Determinant Quantum Monte Carlo Study of the Enhancement of d-wave Pairing by Charge Inhomogeneity

TL;DR

This study uses determinant Quantum Monte Carlo to demonstrate that imposing stripe charge patterns in the 2D Hubbard model enhances d-wave pairing, linked to increased antiferromagnetic order and magnetic phase shifts.

Contribution

It shows that charge inhomogeneity in the form of stripe patterns can significantly boost d-wave pairing in the Hubbard model, revealing a potential mechanism for high-temperature superconductivity.

Findings

Stripe patterns enhance d-wave pairing vertex.

Antiferromagnetic order increases with stripe formation.
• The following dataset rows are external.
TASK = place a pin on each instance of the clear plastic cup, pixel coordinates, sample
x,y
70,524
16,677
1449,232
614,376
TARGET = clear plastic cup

Observation of a c-phase shift in magnetic order.

Abstract

Striped phases, in which spin, charge, and pairing correlations vary inhomogeneously in the CuO_2 planes, are a known experimental feature of cuprate superconductors, and are also found in a variety of numerical treatments of the two dimensional Hubbard Hamiltonian. In this paper we use determinant Quantum Monte Carlo to show that if a stripe density pattern is imposed on the model, the d-wave pairing vertex is significantly enhanced. We attribute this enhancement to an increase in antiferromagnetic order which is caused by the appearence of more nearly half-filled regions when the doped holes are confined to the stripes. We also observe a \pi-phase shift in the magnetic order.